Quality measures are updated quarterly. Thirteen measures draw from MDS resident assessment data; 2 additional claims-based measures — covering hospitalizations and emergency department visits — were added to the 15-measure set as part of methodological refinements published in CMS memos after 2019.
Common scenarios
A family researching a facility for post-surgical rehabilitation will often encounter a facility with high quality measure scores but a middling inspection rating. This is not unusual — a facility specializing in short-term vs long-term nursing home care may optimize around clinical outcomes for rehabilitation patients while accumulating inspection citations related to long-term resident conditions that don't affect the rehab wing at all.
Another common scenario: a newly opened facility or one that recently changed ownership carries no inspection history in the system. CMS assigns a 3-star default rating for health inspections in this case, which neither signals quality nor warns against it — it simply marks the absence of data. Families choosing a nursing home in this situation need to seek the facility's state survey history directly from their state's health department.

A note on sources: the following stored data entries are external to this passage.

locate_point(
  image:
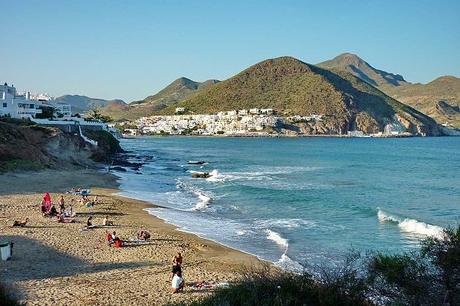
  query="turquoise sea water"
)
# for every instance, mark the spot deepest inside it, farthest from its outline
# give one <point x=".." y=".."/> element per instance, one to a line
<point x="301" y="201"/>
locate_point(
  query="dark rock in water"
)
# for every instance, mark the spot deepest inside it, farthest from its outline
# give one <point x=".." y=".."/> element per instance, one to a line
<point x="116" y="168"/>
<point x="201" y="175"/>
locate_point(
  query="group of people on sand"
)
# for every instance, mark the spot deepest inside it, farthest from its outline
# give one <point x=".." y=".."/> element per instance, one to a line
<point x="49" y="210"/>
<point x="66" y="215"/>
<point x="113" y="239"/>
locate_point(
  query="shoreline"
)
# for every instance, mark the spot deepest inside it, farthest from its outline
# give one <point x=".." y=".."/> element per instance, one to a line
<point x="60" y="264"/>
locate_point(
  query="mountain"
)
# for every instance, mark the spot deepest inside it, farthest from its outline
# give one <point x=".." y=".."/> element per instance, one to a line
<point x="81" y="104"/>
<point x="292" y="87"/>
<point x="355" y="65"/>
<point x="173" y="93"/>
<point x="439" y="99"/>
<point x="423" y="97"/>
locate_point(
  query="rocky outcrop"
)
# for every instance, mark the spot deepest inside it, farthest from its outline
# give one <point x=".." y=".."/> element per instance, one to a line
<point x="22" y="143"/>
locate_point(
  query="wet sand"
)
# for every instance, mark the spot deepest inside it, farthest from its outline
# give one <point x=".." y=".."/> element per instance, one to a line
<point x="61" y="264"/>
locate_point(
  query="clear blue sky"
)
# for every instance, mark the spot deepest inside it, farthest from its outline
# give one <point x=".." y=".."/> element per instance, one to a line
<point x="131" y="49"/>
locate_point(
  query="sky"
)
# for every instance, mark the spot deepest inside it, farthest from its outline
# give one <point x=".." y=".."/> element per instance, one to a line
<point x="131" y="49"/>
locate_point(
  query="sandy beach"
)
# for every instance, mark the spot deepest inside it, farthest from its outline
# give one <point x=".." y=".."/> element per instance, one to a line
<point x="61" y="264"/>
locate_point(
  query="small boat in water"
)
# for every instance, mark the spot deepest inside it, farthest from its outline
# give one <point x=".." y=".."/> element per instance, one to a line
<point x="201" y="175"/>
<point x="196" y="162"/>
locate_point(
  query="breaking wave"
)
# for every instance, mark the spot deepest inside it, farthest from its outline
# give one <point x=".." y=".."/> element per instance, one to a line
<point x="274" y="236"/>
<point x="412" y="226"/>
<point x="203" y="200"/>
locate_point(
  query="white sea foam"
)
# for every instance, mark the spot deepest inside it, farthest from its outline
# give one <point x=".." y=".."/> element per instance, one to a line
<point x="257" y="174"/>
<point x="274" y="236"/>
<point x="412" y="226"/>
<point x="203" y="200"/>
<point x="286" y="263"/>
<point x="285" y="223"/>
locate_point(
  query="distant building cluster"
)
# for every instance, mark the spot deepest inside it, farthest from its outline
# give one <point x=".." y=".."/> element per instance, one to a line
<point x="229" y="123"/>
<point x="32" y="107"/>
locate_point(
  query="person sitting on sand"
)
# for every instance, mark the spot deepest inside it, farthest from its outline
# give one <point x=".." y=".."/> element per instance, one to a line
<point x="177" y="264"/>
<point x="177" y="282"/>
<point x="89" y="222"/>
<point x="64" y="219"/>
<point x="117" y="242"/>
<point x="61" y="205"/>
<point x="143" y="235"/>
<point x="21" y="223"/>
<point x="53" y="211"/>
<point x="107" y="222"/>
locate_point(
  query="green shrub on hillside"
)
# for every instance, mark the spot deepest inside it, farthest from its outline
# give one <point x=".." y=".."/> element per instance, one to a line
<point x="20" y="164"/>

A third pattern involves facilities that receive special focus status. CMS publishes a Special Focus Facility (SFF) list identifying nursing homes with persistent patterns of serious deficiencies. SFF designation triggers more frequent inspections — roughly every six months instead of annually — and can lead to termination from Medicare and Medicaid if improvement benchmarks aren't met. As of 2023, CMS maintained approximately 88 facilities on the active SFF list (CMS Special Focus Facility Program).
Decision boundaries
The ratings have clear limits. Health inspection scores reflect what surveyors observed and cited — not everything that happens in a facility on ordinary days. A high inspection rating does not rule out the conditions described in nursing home abuse and neglect resources, which can involve unreported incidents or patterns that fall beneath the citation threshold.

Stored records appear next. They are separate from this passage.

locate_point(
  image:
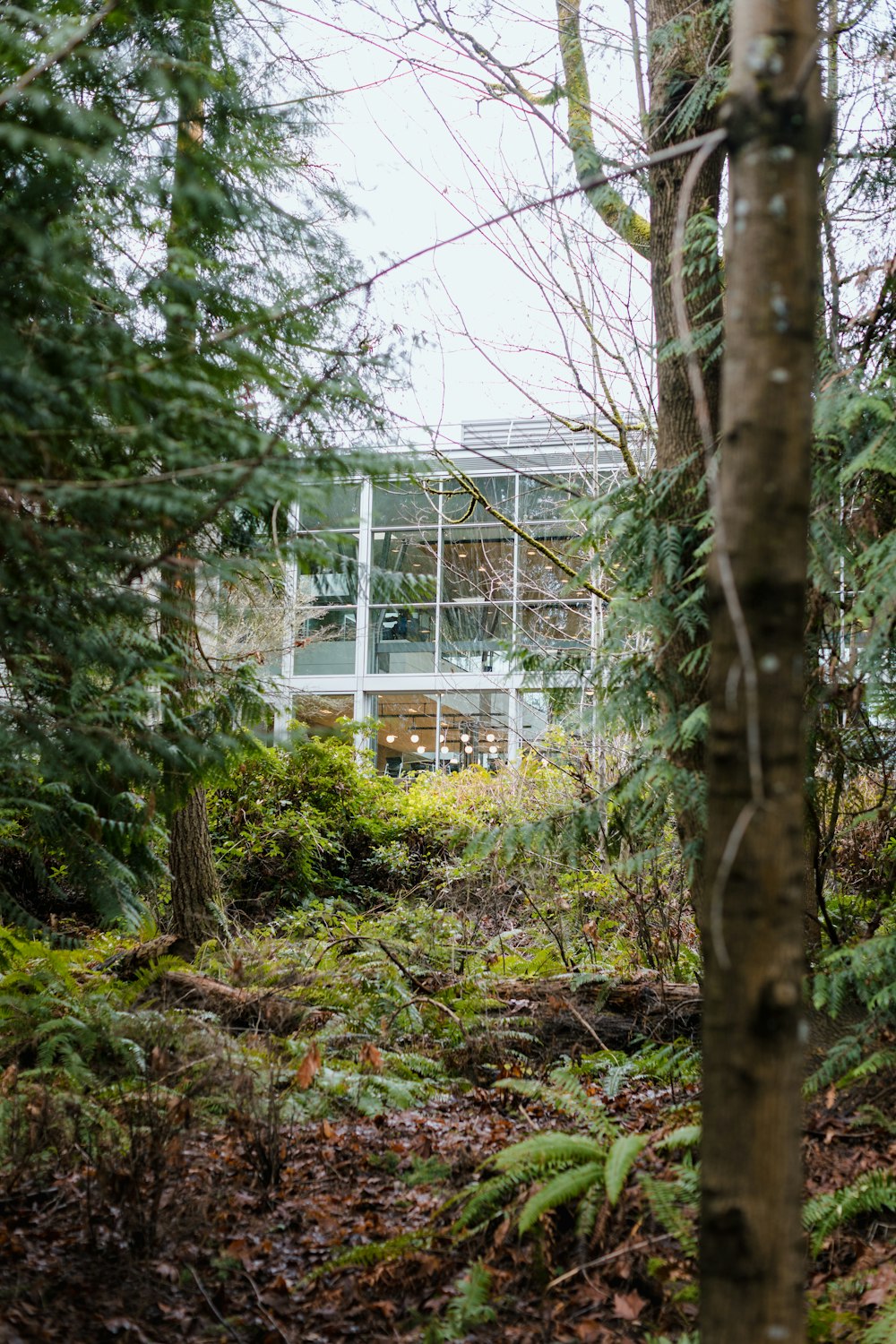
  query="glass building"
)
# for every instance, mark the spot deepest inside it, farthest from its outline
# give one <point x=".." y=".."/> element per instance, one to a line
<point x="430" y="589"/>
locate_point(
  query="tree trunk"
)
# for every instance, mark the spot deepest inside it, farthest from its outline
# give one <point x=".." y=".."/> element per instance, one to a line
<point x="194" y="883"/>
<point x="751" y="1238"/>
<point x="675" y="66"/>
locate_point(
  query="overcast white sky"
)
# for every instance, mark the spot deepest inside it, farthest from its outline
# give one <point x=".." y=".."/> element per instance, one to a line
<point x="422" y="152"/>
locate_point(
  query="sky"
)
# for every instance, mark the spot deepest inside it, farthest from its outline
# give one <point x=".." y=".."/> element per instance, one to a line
<point x="424" y="153"/>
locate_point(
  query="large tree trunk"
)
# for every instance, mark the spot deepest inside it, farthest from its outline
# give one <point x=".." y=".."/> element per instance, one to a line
<point x="675" y="66"/>
<point x="751" y="1239"/>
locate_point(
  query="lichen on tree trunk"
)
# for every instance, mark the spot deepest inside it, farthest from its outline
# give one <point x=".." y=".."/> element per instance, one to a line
<point x="751" y="1236"/>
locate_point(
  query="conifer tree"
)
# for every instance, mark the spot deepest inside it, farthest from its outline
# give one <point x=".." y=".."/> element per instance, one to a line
<point x="125" y="459"/>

Conversely, a low inspection rating doesn't always mean a facility is dangerous. A 2-star rating sometimes reflects aggressive surveyor practices in a given state, or a single high-severity citation that skewed the weighted score despite otherwise acceptable care. The rating is a starting point, not a verdict.
Staffing scores have their own boundary: PBJ data captures hours worked, not clinical competency or staff-to-resident ratio during overnight shifts specifically. A facility may log adequate total nurse hours while concentrating those hours in daytime coverage. Examining the detailed staffing data available through Care Compare — broken down by shift and staff type — provides considerably more signal than the star rating alone.
Quality measures tied to MDS submissions can also reflect documentation quality as much as care quality. A facility with rigorous MDS assessment practices may appear to have higher rates of certain conditions simply because staff are capturing and coding them accurately, while a facility with inconsistent documentation may appear to perform better than it does. This is why the safety context and risk boundaries for nursing homes extend well beyond what any single composite score can capture.